In 2022, attorney and surrogacy advocate Evie Jeang published a book called “How Much We Love You” based on her experience with her son. After doctors discovered a large tumor in her uterus, she decided to have her child via surrogacy.
“When he was 5, he asked me about his story, and I told him the truth,” Jeang told HuffPost. “I think it’s always better for the parents to tell kids information directly than for kids to find info somewhere else. I said, ’Mommy really wanted you, but I had this big grapefruit-sized tumor in my stomach. Because Mommy’s body isn’t able to carry a baby, she needed help. This really nice lady heard Mommy’s prayers and carried you.”
That conversation, which took place during a casual car ride, inspired the plot of “How Much We Love You” and laid the foundation for subsequent discussions about her son’s surrogacy story over the years.
“Now that he’s older, I can tell him more details,” Jeang said. “But at that time, he said, ‘You know what, Mommy, you’re right. I’m too big for your stomach!’ It was really cute.”
Consider creating your own book.
In addition to reading published work about surrogacy, families may find it helpful to create their own book to capture their personal journey.

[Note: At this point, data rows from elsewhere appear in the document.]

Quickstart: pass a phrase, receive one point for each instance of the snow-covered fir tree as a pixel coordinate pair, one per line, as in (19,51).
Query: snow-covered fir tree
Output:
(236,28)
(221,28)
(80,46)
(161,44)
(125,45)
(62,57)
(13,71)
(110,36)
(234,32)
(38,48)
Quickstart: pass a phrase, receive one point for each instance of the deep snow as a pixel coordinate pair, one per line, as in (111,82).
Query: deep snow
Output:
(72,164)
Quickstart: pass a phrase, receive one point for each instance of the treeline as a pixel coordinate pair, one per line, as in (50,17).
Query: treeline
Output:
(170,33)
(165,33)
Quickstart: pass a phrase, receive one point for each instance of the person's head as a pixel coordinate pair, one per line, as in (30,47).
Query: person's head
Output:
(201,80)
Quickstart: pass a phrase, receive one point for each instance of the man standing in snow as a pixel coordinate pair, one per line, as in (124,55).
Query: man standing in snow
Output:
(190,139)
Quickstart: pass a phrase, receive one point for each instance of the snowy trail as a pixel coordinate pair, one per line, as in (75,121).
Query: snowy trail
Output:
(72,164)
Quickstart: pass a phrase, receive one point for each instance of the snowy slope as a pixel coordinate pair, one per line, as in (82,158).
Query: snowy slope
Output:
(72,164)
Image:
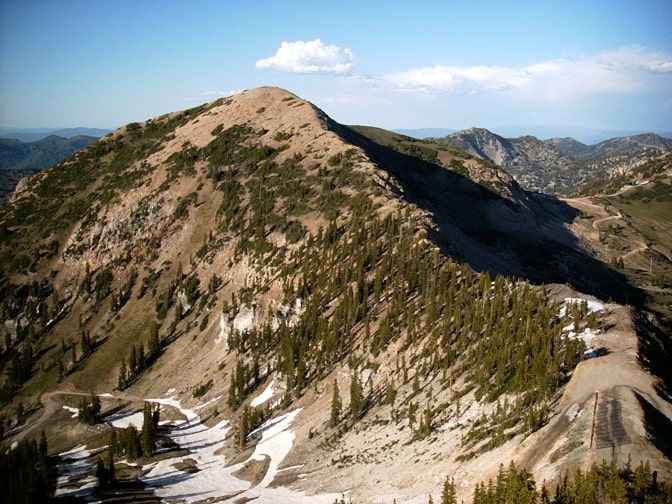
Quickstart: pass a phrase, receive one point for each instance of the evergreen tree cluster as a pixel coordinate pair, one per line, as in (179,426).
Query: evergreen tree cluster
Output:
(600,484)
(27,473)
(89,410)
(133,444)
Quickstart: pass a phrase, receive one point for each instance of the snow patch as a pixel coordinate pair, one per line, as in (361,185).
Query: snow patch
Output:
(74,411)
(264,396)
(74,480)
(123,420)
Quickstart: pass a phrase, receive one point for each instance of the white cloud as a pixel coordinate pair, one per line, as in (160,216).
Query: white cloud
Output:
(308,57)
(623,71)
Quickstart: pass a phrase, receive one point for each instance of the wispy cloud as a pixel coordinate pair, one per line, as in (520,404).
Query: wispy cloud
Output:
(623,71)
(313,56)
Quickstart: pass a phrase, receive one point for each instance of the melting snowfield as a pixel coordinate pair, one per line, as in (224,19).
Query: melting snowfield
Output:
(209,477)
(202,474)
(74,474)
(587,334)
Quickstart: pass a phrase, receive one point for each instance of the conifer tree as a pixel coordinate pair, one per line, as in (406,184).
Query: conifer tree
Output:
(357,404)
(336,406)
(449,494)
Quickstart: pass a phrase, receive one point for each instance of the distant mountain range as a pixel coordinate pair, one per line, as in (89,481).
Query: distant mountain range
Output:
(587,136)
(19,159)
(559,165)
(35,134)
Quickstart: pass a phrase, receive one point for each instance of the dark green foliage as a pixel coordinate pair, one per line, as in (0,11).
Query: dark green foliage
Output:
(601,483)
(336,406)
(150,424)
(201,390)
(27,473)
(449,493)
(89,410)
(357,399)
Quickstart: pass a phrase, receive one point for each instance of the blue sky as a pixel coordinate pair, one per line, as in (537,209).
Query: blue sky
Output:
(415,64)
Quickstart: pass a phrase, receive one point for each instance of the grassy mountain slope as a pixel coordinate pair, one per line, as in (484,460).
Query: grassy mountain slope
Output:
(254,241)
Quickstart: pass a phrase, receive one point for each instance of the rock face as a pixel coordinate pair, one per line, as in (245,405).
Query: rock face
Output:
(559,165)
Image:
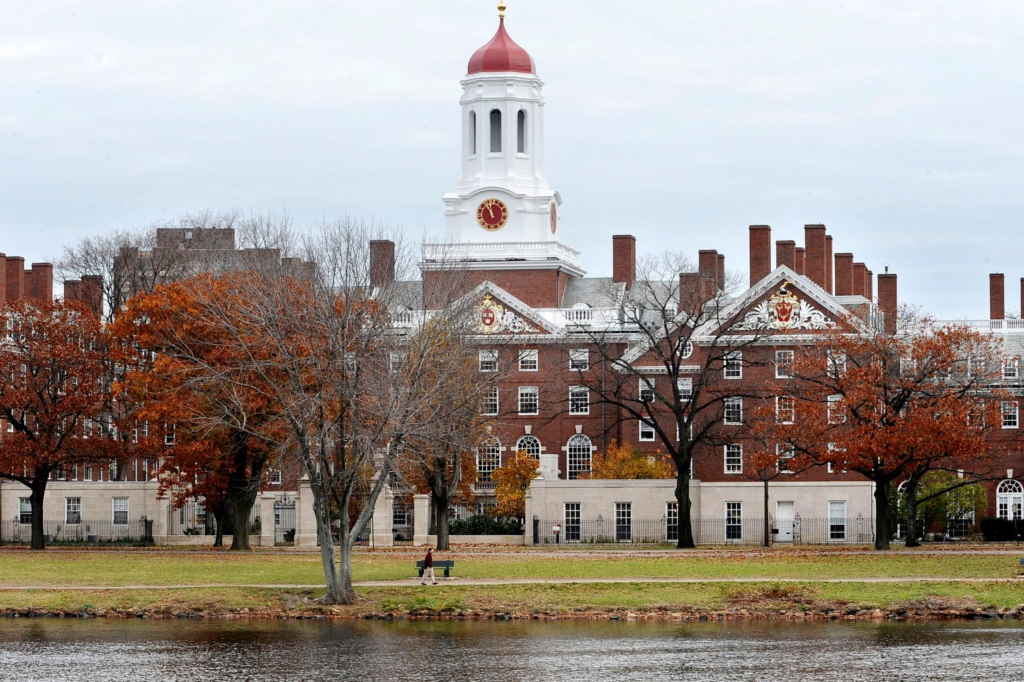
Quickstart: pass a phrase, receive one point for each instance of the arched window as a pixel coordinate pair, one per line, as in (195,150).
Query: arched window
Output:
(496,130)
(528,444)
(521,132)
(1009,500)
(578,456)
(488,458)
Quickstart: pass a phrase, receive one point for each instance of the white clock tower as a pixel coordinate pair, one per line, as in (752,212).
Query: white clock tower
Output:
(502,214)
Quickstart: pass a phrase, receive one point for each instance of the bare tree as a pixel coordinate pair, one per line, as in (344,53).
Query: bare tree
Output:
(685,343)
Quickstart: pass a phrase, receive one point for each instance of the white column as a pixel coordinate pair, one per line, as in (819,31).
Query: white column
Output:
(383,520)
(421,521)
(305,522)
(267,530)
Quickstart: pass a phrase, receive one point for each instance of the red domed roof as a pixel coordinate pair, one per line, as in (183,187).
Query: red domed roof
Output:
(501,53)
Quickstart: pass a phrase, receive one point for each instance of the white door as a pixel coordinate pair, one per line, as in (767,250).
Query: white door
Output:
(784,513)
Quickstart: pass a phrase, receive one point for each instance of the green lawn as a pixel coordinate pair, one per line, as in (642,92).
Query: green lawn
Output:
(99,567)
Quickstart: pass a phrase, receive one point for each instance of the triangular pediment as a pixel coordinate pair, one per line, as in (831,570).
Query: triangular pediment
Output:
(782,302)
(497,311)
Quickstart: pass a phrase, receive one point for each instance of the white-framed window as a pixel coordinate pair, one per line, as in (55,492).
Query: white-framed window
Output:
(837,520)
(685,386)
(488,459)
(646,430)
(671,521)
(733,458)
(488,400)
(487,360)
(1009,500)
(528,359)
(837,363)
(837,415)
(624,521)
(733,411)
(529,444)
(733,520)
(784,453)
(733,365)
(579,359)
(1010,410)
(120,511)
(579,400)
(646,390)
(571,517)
(785,409)
(579,454)
(783,364)
(529,400)
(73,511)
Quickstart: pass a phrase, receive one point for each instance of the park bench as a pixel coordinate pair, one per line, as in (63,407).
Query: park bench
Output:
(446,564)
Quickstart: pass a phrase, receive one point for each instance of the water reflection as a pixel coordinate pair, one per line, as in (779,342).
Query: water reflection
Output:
(46,649)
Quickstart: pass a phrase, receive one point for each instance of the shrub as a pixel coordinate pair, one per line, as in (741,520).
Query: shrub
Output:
(1000,529)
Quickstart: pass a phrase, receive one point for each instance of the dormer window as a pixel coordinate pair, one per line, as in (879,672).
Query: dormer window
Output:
(496,131)
(521,132)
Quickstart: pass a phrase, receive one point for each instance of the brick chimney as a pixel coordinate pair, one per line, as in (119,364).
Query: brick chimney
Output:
(844,273)
(814,263)
(624,259)
(381,262)
(828,280)
(39,282)
(888,300)
(785,254)
(708,270)
(760,253)
(859,274)
(14,266)
(996,297)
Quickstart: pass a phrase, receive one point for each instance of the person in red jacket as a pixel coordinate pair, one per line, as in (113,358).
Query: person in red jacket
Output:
(428,566)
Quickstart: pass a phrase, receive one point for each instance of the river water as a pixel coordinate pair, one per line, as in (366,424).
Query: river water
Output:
(103,649)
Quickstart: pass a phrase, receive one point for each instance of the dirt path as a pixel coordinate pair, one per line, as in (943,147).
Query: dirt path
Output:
(486,582)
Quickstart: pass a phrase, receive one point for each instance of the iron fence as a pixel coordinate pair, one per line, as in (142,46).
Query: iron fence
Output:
(737,530)
(192,518)
(84,531)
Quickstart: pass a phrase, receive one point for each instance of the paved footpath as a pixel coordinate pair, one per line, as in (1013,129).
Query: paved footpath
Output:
(525,581)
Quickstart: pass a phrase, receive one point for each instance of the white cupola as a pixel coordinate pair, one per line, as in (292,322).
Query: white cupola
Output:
(502,208)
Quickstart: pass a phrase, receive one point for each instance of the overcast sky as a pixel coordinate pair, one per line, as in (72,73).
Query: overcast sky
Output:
(896,124)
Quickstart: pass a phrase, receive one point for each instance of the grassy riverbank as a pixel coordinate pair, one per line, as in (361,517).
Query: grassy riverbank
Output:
(784,583)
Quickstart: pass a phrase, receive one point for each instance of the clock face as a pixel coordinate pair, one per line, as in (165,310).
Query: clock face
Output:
(493,214)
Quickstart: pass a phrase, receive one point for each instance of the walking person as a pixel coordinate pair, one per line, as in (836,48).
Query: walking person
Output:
(428,566)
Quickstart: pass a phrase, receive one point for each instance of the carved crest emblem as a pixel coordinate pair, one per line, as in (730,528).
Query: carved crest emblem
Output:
(491,314)
(784,310)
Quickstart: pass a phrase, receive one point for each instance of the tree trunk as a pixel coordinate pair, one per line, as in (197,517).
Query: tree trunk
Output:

Many parents keep baby books to document their children’s early development. Schuman created a product called “My Lifebook” ― a “pre-baby book” geared toward parents who grew their families with the help of a third party.
“Children are just as much a part of the story as you are, and they will have questions about their entry into the world,” Swiderski said. “Try to gather as much information as you can about how you chose your surrogate and how the journey unfolded.”
She recommended recording your surrogacy journey by taking photos and videos of yourself and your surrogate, writing a blog or creating a scrapbook of memories.
“Be sure to include a contribution from your surrogate, too,” Swiderski added.
As your child grows up, this book can serve as a helpful tool during conversations about the way they came into the world. It can also highlight the reality that Bergman emphasized: “Surrogacy is a beautiful partnership between a group of people all coming together for one goal: to help create or expand a family.”